Il 31 marzo 2015 era la data entro la quale le Regioni avrebbero dovuto organizzarsi per la chiusura definitiva degli OPG e le aziende sanitarie avrebbero dovuto farsi carico dell’assistenza e della salute mentale dei pazienti presenti in queste strutture. Che cosa è cambiato ad oggi?

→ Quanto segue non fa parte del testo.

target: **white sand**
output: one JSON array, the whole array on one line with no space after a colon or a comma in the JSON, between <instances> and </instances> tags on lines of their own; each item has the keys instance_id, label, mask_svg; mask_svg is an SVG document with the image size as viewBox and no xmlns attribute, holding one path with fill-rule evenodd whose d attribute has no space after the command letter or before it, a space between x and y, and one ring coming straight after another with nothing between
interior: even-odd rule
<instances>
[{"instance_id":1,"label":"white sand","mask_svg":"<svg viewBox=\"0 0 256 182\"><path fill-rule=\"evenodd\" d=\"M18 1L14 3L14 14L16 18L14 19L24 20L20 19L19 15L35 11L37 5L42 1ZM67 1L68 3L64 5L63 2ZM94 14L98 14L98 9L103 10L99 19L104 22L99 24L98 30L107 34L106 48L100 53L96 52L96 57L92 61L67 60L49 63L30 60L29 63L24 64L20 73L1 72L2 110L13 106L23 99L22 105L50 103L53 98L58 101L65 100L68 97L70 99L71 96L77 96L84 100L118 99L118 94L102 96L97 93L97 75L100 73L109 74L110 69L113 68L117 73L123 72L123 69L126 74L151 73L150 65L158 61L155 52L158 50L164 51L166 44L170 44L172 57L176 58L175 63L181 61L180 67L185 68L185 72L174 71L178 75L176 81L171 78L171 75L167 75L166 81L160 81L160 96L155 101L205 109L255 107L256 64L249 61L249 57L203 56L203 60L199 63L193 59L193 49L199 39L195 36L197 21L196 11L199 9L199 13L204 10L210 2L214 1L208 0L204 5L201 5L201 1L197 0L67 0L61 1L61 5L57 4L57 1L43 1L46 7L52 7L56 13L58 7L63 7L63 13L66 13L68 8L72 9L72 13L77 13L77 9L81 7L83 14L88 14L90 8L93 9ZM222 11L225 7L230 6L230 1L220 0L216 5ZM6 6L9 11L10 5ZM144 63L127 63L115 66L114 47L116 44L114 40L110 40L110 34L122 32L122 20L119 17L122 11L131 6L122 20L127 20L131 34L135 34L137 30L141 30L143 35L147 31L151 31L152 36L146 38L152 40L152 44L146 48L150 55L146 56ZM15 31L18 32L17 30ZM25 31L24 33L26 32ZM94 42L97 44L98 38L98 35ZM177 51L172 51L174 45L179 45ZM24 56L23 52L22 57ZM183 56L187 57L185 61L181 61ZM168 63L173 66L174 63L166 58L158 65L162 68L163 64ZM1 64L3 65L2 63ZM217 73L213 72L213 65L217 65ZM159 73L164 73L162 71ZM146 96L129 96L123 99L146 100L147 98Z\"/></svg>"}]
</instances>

La maggior parte delle Regioni hanno adempiuto alle prescrizioni della legge 81/2014, anche se vi sono stati alcuni ritardi difficilmente giustificabili, come risulta dalle relazioni che abbiamo trasmesso al Parlamento e dall’ampia documentazione disponibile anche in rete. La legge è molto ambiziosa, e questo me la rende particolarmente cara, proprio per questo nel suo complesso non sembra essere di facile attuazione. Appare infatti necessaria una volontà di collaborazione, che richiede il bilanciamento dei diritti essenziali di alcuni cittadini in situazione di infermità anche grave e la tutela della sicurezza collettiva. Si stanno inoltre fronteggiando una serie di incomprensioni da parte di alcuni comuni che hanno fatto ricorso al TAR temendo che le REMS potessero nuocere alle comunità locali, facendo così dilatare i tempi di attuazione.

 

Quali sono i Comuni che hanno presentato ricorso al Tar?
Alcuni comuni dell’Abruzzo e delle Marche hanno chiesto la sospensione della legge. Le motivazioni sono legate, purtroppo, a un retaggio di inquietudine che in alcuni casi la politica si preoccupa di alimentare. Questa è una dinamica che fa parte di un processo antico e segmentato. Mi conforta sapere che la maggior parte della società civile abbia accolto e recepito bene il nostro lavoro.

 

Secondo lei, ci sono pressioni partitiche nella decisione di alcuni amministratori locali di chiedere tale sospensione?

Non lo escludo,  anche se non ho dati che me ne diano la certezza.